Но сама формулировка «живая жизнь» принадлежит сфере мирской культуры, а не церковного богословия (их все же корректней строго дифференцировать, а не смешивать).
Бёме-визионер смолоду, имея видения, пытался понять, как возник мир, укорененный в Боге, Которого он определял как «бездну (Ungrund) и основу (Grund) всего сущего», как Да и Нет «мрачной воли гнева» и «огневой воли любви» (выражения Бёме).
Ungrund связан не только с происхождением мира, жизни (концепции креационизма / эволюционизма), с темой зла, свободы воли, бездны, но и питает мироощущение пантеизма (необходимости в природе; знак того, что противостоит Лику).
В нем корень неразрешимого дуализма, бессистемности, хаоса. Это то, что в ложной терминологии близко «материализму», наследнику средневекового номинализма.
Ungrund, содержит непременный компонент: ничто или небытие; потому единство Бога потенций и реализаций предполагает исходную двойственность, неустойчивость (но лишь в нашем, ущербном, восприятии).
Здесь и скрыт сбой позиции Бёме: у него не Бог заключает в Себе Ничто, а Ничто скрывает Творца; данное различие колоссально, принципиально!
Ungrund – бездна потенций вне свойств: вечное движение и покой, безлико Единое, ни свет, ни тьма, ни сущность, ни личность, Все и Ничто.
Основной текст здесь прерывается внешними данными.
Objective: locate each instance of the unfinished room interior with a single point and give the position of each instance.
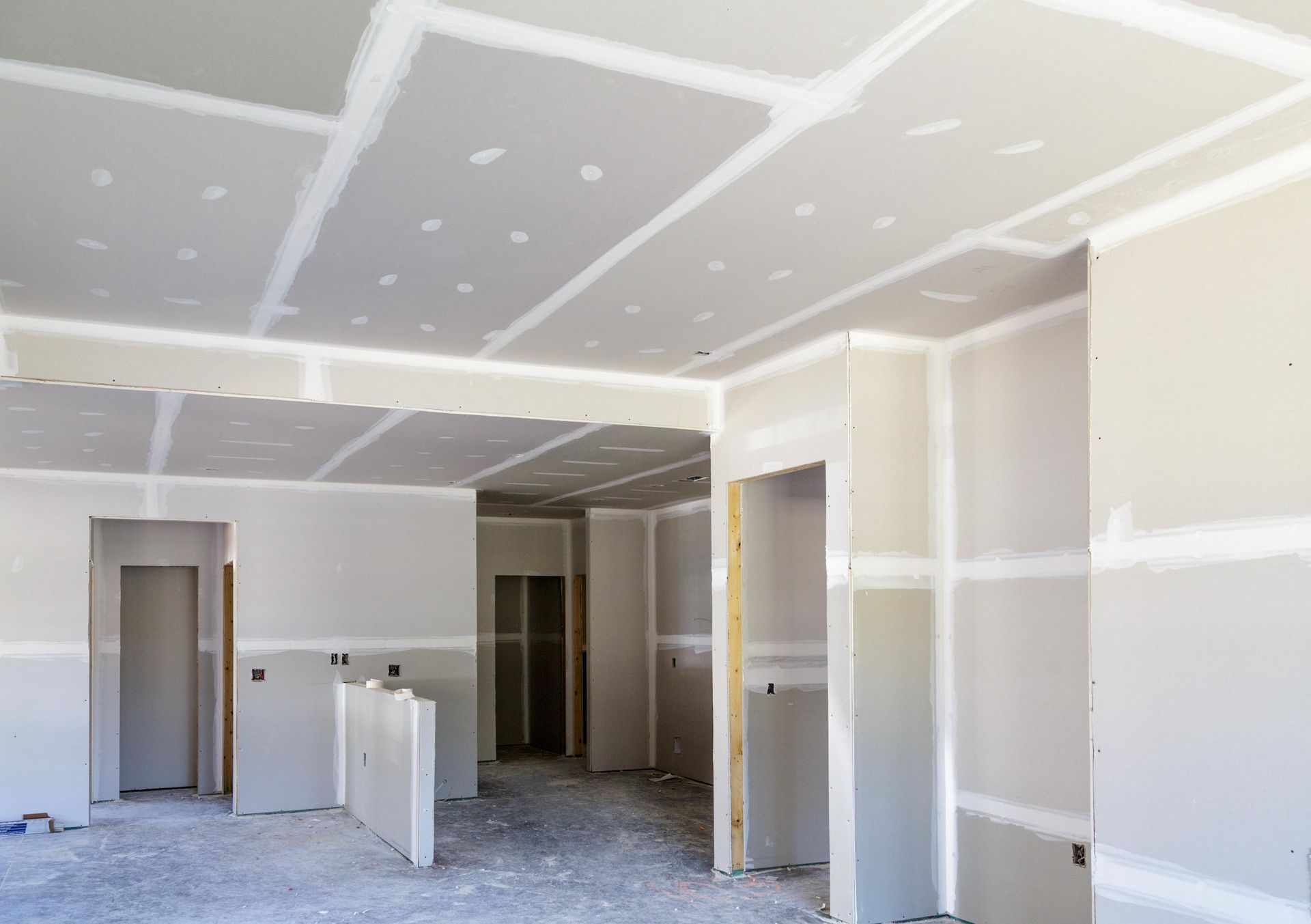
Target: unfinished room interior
(630, 462)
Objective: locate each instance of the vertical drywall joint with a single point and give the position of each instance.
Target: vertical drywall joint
(943, 468)
(524, 657)
(649, 519)
(567, 589)
(845, 901)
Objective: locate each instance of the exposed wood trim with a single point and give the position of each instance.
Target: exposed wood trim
(229, 667)
(737, 808)
(580, 590)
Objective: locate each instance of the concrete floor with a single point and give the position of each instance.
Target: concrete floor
(544, 842)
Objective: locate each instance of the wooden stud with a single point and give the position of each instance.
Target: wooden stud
(229, 673)
(580, 591)
(735, 631)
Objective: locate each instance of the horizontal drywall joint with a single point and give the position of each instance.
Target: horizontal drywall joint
(1044, 822)
(155, 481)
(1201, 544)
(1123, 876)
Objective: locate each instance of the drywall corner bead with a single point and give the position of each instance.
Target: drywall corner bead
(1050, 824)
(1057, 564)
(884, 342)
(1154, 884)
(1023, 322)
(890, 572)
(8, 358)
(1202, 544)
(313, 378)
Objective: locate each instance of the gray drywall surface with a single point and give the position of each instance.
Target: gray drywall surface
(1200, 395)
(617, 643)
(508, 547)
(786, 652)
(1020, 876)
(889, 451)
(158, 678)
(1020, 413)
(893, 639)
(1020, 644)
(683, 695)
(305, 57)
(894, 754)
(510, 728)
(384, 576)
(121, 543)
(546, 662)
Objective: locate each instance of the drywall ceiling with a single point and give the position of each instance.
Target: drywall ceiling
(509, 460)
(673, 191)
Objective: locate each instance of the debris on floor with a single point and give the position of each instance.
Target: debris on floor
(34, 824)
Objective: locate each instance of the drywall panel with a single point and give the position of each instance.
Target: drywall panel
(1200, 724)
(890, 450)
(508, 547)
(799, 417)
(159, 674)
(320, 572)
(305, 50)
(1020, 876)
(813, 209)
(544, 627)
(571, 159)
(96, 354)
(1198, 410)
(683, 711)
(683, 573)
(45, 664)
(389, 753)
(683, 692)
(1176, 292)
(1020, 410)
(785, 644)
(74, 429)
(509, 661)
(117, 543)
(618, 734)
(111, 214)
(1021, 694)
(893, 660)
(780, 37)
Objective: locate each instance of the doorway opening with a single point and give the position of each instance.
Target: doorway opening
(778, 670)
(162, 675)
(530, 662)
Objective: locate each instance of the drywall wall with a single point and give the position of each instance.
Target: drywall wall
(389, 761)
(1020, 624)
(382, 574)
(1201, 551)
(893, 613)
(158, 680)
(785, 670)
(510, 547)
(618, 690)
(796, 417)
(118, 543)
(544, 626)
(510, 716)
(682, 581)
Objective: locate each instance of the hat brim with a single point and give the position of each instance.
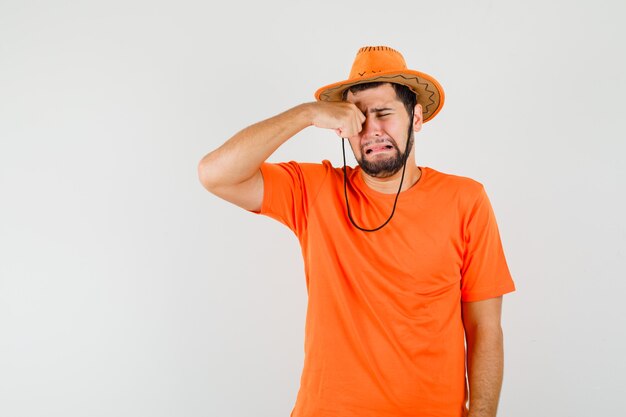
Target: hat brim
(429, 92)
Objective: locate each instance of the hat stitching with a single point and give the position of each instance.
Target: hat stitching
(326, 94)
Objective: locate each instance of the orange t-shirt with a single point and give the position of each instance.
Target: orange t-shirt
(383, 334)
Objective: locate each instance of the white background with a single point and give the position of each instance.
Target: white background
(128, 290)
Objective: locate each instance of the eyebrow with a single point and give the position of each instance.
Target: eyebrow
(379, 110)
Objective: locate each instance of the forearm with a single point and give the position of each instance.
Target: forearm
(485, 358)
(239, 158)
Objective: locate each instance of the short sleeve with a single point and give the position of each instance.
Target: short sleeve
(289, 189)
(485, 273)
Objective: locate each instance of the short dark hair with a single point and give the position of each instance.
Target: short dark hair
(403, 93)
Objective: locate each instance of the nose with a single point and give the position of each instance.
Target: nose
(371, 127)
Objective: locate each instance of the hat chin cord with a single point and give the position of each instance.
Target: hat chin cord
(345, 181)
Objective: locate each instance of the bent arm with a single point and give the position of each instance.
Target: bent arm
(240, 157)
(232, 171)
(485, 355)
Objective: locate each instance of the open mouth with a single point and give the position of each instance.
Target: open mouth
(376, 149)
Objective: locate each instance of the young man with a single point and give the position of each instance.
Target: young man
(404, 264)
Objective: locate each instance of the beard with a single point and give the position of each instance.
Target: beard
(387, 166)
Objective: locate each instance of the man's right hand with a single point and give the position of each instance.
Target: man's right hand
(344, 118)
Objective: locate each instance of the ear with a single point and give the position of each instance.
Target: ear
(417, 118)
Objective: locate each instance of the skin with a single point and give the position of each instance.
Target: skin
(232, 172)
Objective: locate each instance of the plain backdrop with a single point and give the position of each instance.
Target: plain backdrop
(126, 289)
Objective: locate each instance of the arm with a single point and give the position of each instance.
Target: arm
(232, 171)
(485, 355)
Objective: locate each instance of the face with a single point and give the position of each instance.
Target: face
(381, 146)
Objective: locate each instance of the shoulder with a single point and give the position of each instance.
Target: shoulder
(457, 184)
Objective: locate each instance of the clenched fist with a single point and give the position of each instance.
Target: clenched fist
(343, 117)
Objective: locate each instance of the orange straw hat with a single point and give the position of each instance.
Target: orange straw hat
(384, 64)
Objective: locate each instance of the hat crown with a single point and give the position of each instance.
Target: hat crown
(374, 59)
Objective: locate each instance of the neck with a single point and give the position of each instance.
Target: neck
(390, 184)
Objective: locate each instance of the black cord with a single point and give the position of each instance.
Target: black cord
(345, 187)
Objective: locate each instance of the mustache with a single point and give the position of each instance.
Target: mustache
(386, 141)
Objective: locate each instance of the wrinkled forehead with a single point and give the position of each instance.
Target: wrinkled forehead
(380, 96)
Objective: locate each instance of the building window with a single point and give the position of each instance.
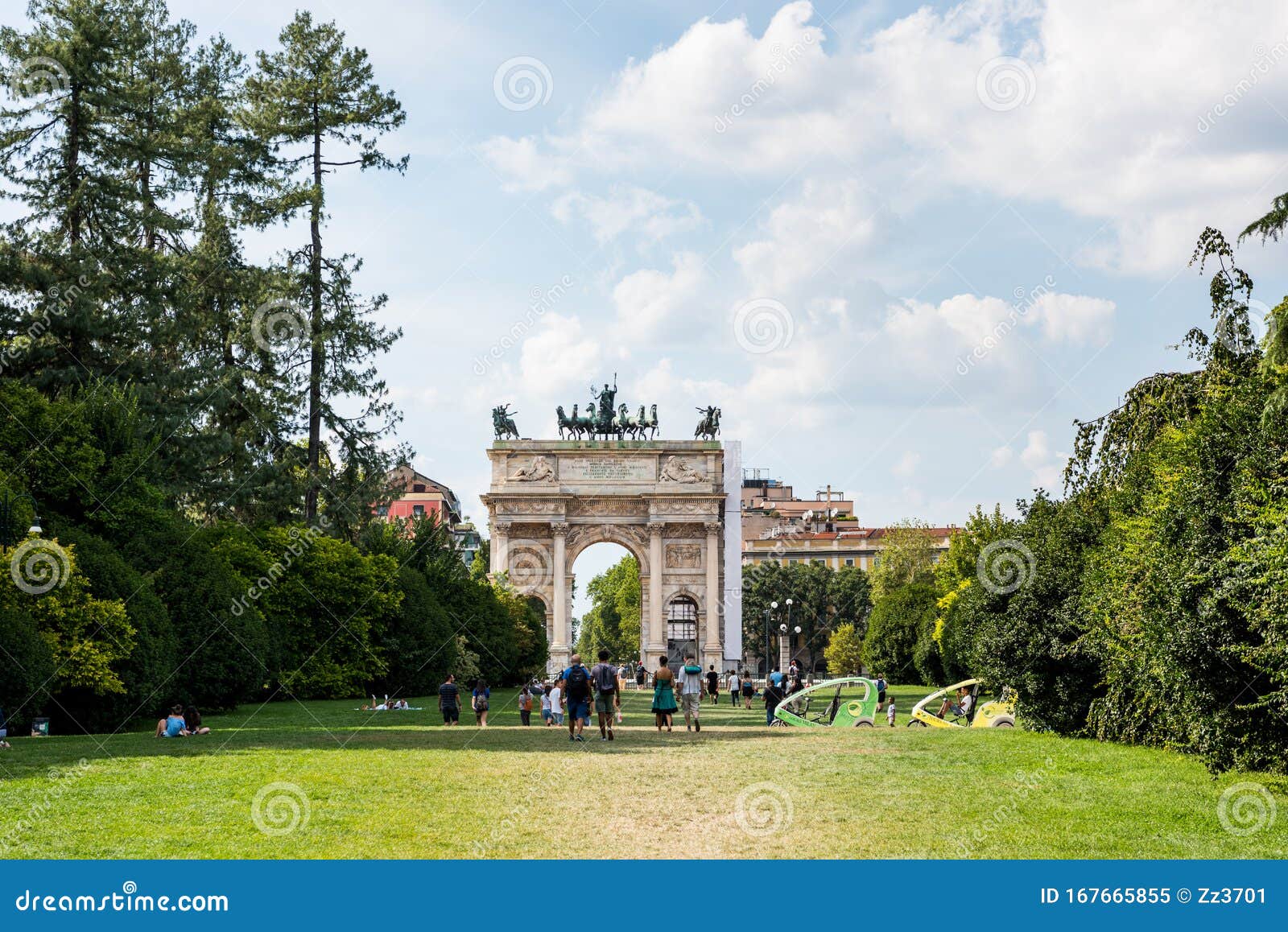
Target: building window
(682, 622)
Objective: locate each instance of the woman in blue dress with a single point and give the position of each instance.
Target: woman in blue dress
(663, 695)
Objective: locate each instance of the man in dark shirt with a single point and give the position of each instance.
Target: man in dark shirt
(450, 700)
(773, 695)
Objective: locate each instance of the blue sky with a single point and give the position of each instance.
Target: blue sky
(811, 215)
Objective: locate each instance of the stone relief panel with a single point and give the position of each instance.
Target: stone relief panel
(538, 468)
(607, 507)
(607, 468)
(530, 506)
(683, 556)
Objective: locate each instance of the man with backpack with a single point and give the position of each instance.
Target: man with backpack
(692, 689)
(603, 674)
(577, 695)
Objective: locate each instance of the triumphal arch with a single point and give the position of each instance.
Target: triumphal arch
(665, 501)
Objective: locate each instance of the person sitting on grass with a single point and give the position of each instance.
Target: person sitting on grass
(960, 708)
(173, 725)
(192, 720)
(480, 699)
(448, 700)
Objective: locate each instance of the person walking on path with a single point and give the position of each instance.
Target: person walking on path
(605, 676)
(663, 695)
(557, 703)
(577, 693)
(773, 695)
(692, 687)
(450, 700)
(526, 706)
(545, 706)
(480, 700)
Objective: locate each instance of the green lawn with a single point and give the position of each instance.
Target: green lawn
(397, 784)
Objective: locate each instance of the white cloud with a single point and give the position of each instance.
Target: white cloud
(629, 208)
(1075, 318)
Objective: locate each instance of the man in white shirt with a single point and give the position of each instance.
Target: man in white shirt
(692, 689)
(557, 704)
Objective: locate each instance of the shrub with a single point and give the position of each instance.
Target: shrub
(897, 622)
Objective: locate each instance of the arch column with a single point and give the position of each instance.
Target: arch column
(559, 646)
(712, 650)
(654, 645)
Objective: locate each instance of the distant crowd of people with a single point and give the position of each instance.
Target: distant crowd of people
(182, 723)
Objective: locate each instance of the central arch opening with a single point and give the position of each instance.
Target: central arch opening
(607, 605)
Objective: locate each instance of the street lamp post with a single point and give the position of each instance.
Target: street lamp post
(8, 526)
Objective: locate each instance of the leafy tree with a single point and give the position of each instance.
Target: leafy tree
(908, 556)
(87, 636)
(844, 650)
(897, 622)
(317, 98)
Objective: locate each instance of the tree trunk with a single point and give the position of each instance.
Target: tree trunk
(317, 347)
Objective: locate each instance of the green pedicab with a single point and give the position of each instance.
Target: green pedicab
(845, 703)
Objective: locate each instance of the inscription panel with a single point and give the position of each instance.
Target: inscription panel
(607, 468)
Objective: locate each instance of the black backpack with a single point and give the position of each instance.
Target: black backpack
(579, 683)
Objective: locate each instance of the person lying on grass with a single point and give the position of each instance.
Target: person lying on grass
(192, 721)
(173, 725)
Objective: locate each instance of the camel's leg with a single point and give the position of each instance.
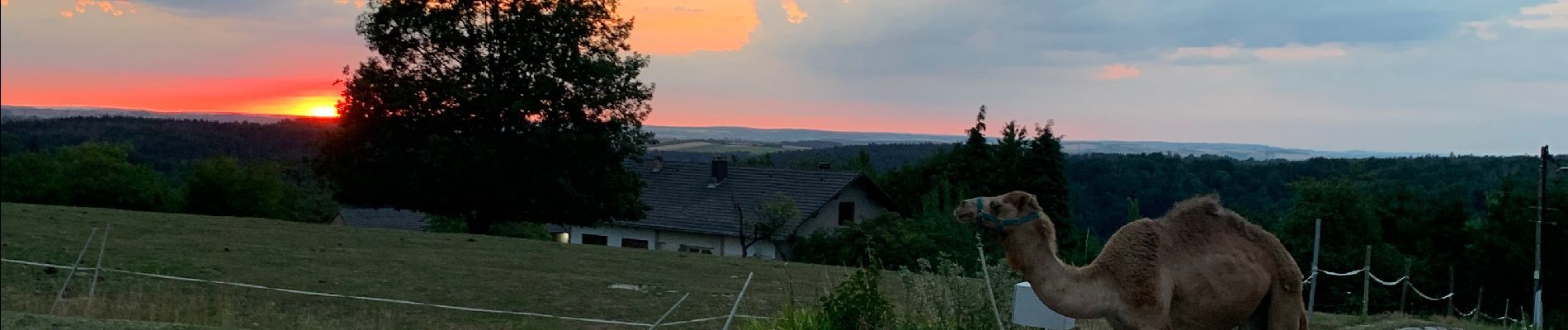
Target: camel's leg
(1286, 310)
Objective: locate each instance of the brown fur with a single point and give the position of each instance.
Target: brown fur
(1198, 266)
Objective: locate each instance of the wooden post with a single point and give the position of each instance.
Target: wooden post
(1405, 288)
(66, 284)
(1451, 291)
(1366, 282)
(733, 309)
(1505, 312)
(667, 314)
(1479, 295)
(96, 270)
(1311, 298)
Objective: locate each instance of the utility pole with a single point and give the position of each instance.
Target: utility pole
(1451, 291)
(1366, 284)
(1405, 288)
(1311, 298)
(1540, 209)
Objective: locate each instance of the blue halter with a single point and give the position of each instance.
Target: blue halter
(999, 221)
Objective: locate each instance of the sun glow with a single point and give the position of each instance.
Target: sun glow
(313, 106)
(324, 111)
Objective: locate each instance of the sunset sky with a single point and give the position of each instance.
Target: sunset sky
(1402, 75)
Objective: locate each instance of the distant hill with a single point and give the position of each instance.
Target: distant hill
(22, 113)
(756, 141)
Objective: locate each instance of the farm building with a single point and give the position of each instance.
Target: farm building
(693, 207)
(380, 218)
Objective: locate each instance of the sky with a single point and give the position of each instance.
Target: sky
(1399, 75)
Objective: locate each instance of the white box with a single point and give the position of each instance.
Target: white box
(1029, 312)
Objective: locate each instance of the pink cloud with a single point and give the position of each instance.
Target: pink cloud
(1543, 16)
(1297, 52)
(1118, 73)
(794, 13)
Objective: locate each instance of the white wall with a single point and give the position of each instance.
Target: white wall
(613, 235)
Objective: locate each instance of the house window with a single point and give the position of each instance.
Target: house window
(634, 243)
(846, 213)
(697, 249)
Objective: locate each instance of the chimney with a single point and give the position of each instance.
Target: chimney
(720, 169)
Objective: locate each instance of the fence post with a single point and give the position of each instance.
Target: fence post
(1451, 291)
(1366, 282)
(1479, 295)
(102, 246)
(1311, 298)
(1405, 288)
(66, 284)
(733, 309)
(1505, 312)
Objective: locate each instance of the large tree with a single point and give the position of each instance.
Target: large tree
(493, 111)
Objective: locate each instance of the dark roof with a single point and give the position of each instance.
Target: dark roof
(383, 218)
(679, 196)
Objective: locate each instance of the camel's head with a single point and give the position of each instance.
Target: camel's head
(1001, 211)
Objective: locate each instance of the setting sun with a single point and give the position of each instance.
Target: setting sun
(324, 111)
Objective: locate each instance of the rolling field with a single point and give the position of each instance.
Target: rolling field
(468, 271)
(433, 268)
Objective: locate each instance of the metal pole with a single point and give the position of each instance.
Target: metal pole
(667, 314)
(1311, 298)
(66, 284)
(1540, 209)
(1479, 295)
(1405, 288)
(1505, 312)
(737, 300)
(1451, 290)
(1366, 282)
(102, 246)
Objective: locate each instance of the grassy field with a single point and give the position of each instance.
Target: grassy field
(27, 321)
(433, 268)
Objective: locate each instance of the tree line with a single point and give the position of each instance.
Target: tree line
(1473, 213)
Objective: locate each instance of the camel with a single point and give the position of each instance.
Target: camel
(1200, 266)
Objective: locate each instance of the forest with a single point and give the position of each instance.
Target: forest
(1473, 214)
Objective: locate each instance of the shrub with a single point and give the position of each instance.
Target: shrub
(857, 304)
(87, 176)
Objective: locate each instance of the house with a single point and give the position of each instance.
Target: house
(380, 218)
(692, 207)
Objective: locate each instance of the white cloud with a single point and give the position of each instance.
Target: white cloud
(1481, 30)
(1118, 73)
(1297, 52)
(1543, 16)
(1207, 52)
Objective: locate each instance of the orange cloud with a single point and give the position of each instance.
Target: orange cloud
(358, 3)
(1118, 73)
(109, 7)
(673, 27)
(792, 12)
(1296, 52)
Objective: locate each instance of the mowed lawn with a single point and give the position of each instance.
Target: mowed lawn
(433, 268)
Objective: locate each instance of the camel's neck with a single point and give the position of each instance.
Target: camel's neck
(1068, 290)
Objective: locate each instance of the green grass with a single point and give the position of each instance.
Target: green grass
(27, 321)
(435, 268)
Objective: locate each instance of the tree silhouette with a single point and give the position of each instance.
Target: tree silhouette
(493, 111)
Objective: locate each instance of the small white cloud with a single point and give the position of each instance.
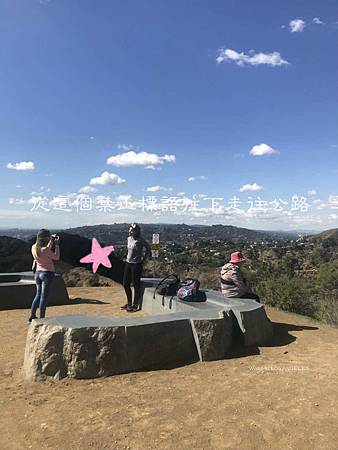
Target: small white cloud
(296, 25)
(253, 59)
(250, 187)
(24, 165)
(262, 149)
(200, 177)
(317, 21)
(17, 201)
(87, 189)
(153, 168)
(158, 188)
(132, 158)
(107, 178)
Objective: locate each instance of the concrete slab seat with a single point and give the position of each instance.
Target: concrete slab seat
(175, 333)
(17, 290)
(249, 315)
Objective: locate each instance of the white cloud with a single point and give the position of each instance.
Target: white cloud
(107, 178)
(250, 187)
(158, 188)
(330, 203)
(251, 59)
(153, 168)
(87, 189)
(317, 21)
(296, 25)
(200, 177)
(24, 165)
(132, 158)
(16, 201)
(262, 149)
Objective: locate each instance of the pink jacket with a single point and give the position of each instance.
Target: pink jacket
(45, 260)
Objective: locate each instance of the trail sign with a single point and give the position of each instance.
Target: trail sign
(155, 246)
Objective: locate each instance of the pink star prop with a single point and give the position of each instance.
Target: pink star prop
(99, 255)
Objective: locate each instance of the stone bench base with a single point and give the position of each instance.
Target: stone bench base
(175, 333)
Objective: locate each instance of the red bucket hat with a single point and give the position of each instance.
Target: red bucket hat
(237, 257)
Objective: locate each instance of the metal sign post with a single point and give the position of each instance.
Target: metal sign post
(155, 249)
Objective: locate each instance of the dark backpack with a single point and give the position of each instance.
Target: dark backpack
(188, 289)
(167, 286)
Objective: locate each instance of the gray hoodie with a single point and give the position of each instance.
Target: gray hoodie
(135, 250)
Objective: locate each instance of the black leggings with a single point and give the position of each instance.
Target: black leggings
(132, 274)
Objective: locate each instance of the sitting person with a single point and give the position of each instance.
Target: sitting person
(233, 283)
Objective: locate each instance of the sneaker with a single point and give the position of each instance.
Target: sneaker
(31, 318)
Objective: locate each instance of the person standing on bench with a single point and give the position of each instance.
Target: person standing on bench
(133, 266)
(43, 255)
(233, 283)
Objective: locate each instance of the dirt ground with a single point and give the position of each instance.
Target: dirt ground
(282, 395)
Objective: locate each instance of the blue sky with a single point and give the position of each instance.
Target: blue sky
(240, 96)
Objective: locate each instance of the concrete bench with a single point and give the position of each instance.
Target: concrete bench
(175, 332)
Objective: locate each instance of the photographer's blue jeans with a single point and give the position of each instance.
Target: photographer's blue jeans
(43, 280)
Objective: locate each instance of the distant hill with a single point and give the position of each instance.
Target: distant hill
(331, 235)
(180, 233)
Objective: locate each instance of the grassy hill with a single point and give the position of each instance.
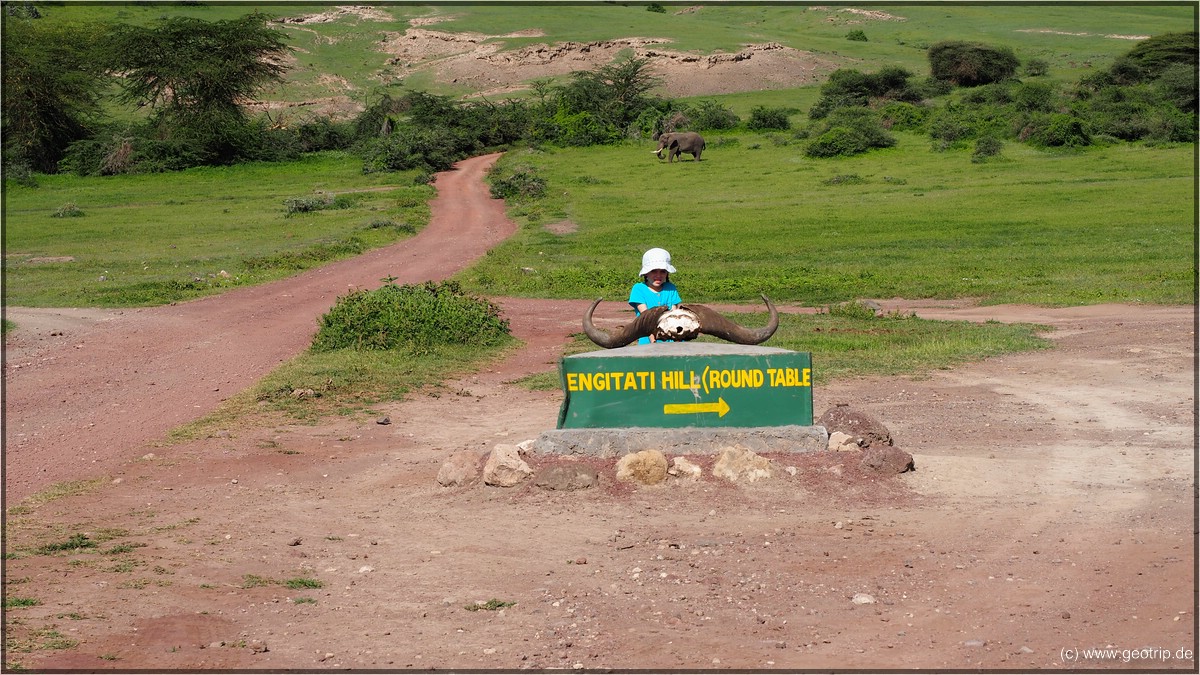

Оно – ни на что не обращенная воля, где нет ничего, кроме активизма, что, будучи абсолютом, покоится в себе-«свободе», или своеволии.
Бездна – и небытие, и бесконечность хронотопа. Неся гибель, она имеет минусовые коннотации (случай «всепоглощающей и миротворной бездны» находим у Тютчева, в стихах «От жизни той, что бушевала здесь»). Мы перед ней сознаем себя «лишь грезою природы».
Но жизнь, даже «злая», в виде чревно родящего хаоса, благотворна, благодатна.
Все понятия-символы Бёме иррациональны по истоку, содержат поэтико-религиозные, мистико-философские смыслы верований-убеждений. Потому и темы-концепты: «жизнь», почва, стихия, бездна (Ungrund), свобода, воля, рождение, творчество, – взаимосвязаны. Взгляд свидетеля-истора, поэта-созерцателя, мифотворца через них придает миру личностный окрас, утраченный латинянами, цену.
Так, русская и германская культуры прошли через мистический опыт Бёме, отделяющий их от схоластики Средних веков с ее рассудочным интеллектуализмом.
Что же отдаляет Бёме от рациональной мистики, связывая его с нашей традицией? – Иррационализм, интуиция как их общая основа (слабость здесь оборачивается силой).
1. Прежде всего, морально-волевое (в отличие от интеллектуально-умозрительной рассудочности) начало. Отсюда индуктивный (в отличие от дедуктивного) подход к жизни (личность вместо индивида, человека толпы, безликой маски-персоны).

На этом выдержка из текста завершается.